Multi-language support for Spark kernels - Amazon EMR

Multi-language support for Spark kernels

Each Jupyter notebook kernel has a default language. For example, the Spark kernel’s default language is Scala, and the PySpark kernels’s default language is Python. With Amazon EMR 6.4.0 and later, EMR Studio supports multi-language notebooks. This means that each kernel in EMR Studio can support the following languages in addition to the default language: Python, Spark, R, and Spark SQL.

To activate this feature, specify one of the following magic commands at the beginning of any cell.

Language Command
Python %%pyspark
Scala %%scalaspark
R %%rspark
Spark SQL %%sql

When invoked, these commands execute the entire cell within the same Spark session using the interpreter of the corresponding language.

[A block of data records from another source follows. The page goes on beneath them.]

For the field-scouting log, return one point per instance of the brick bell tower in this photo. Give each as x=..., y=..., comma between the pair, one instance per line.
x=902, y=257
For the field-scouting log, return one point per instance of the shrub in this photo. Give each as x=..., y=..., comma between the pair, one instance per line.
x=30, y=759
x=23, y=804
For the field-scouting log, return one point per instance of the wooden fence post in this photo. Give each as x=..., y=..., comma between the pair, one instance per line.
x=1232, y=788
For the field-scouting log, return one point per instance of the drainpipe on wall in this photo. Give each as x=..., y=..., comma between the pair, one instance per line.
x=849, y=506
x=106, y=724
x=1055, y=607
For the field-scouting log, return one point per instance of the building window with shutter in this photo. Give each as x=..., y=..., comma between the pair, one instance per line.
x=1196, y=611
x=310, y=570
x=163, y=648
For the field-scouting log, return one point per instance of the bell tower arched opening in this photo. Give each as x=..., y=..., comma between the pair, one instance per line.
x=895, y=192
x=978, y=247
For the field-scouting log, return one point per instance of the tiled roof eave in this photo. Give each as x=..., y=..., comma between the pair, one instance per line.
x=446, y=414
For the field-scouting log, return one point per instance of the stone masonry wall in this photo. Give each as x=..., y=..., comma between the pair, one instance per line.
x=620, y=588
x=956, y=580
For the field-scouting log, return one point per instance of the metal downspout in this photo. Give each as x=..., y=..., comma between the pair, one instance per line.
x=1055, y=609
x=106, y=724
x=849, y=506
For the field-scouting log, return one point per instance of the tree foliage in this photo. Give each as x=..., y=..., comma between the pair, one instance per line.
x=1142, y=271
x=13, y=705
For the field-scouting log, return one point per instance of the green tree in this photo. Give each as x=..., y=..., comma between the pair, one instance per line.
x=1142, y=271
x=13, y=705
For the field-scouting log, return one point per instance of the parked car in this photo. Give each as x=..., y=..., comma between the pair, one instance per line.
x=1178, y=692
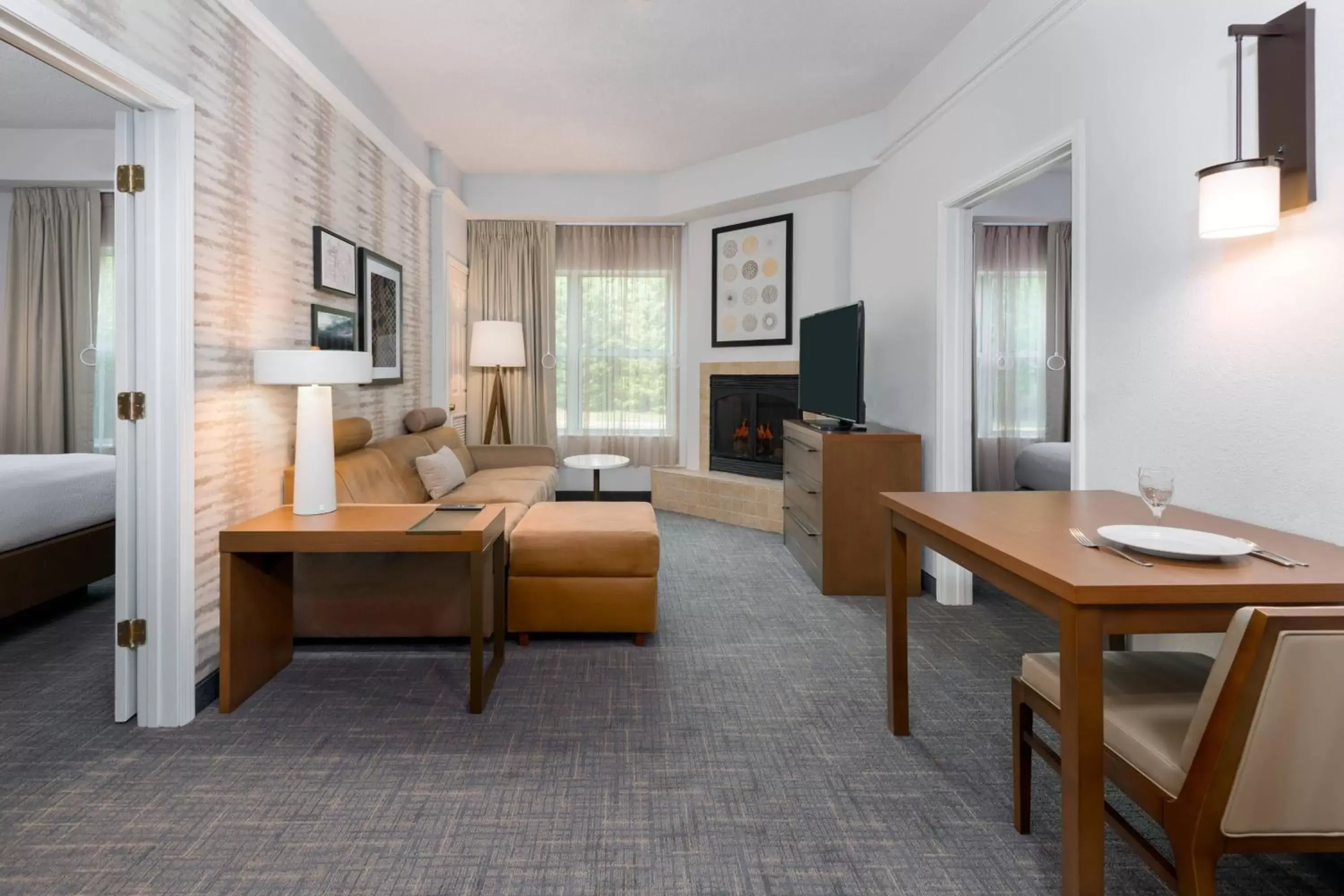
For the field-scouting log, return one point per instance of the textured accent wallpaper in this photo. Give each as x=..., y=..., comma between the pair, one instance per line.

The %%pyspark cell magic allows users to write PySpark code in all Spark kernels.

%%pyspark a = 1

The %%sql cell magic allows users to execute Spark-SQL code in all Spark kernels.

%%sql SHOW TABLES

The %%rspark cell magic allows users to execute SparkR code in all Spark kernels.

%%rspark a <- 1

The %%scalaspark cell magic allows users to execute Spark Scala code in all Spark kernels.

%%scalaspark val a = 1

Sharing data across language interpreters using temporary tables

You can also share data between language interpreters using temporary tables. The following example uses %%pyspark in one cell to create a temporary table in Python and uses %%scalaspark in the following cell to read data from that table in Scala.

%%pyspark df=spark.sql("SELECT * from nyc_top_trips_report LIMIT 20") # create a temporary table called nyc_top_trips_report_view in python df.createOrReplaceTempView("nyc_top_trips_report_view")
%%scalaspark // read the temp table in scala val df=spark.sql("SELECT * from nyc_top_trips_report_view") df.show(5)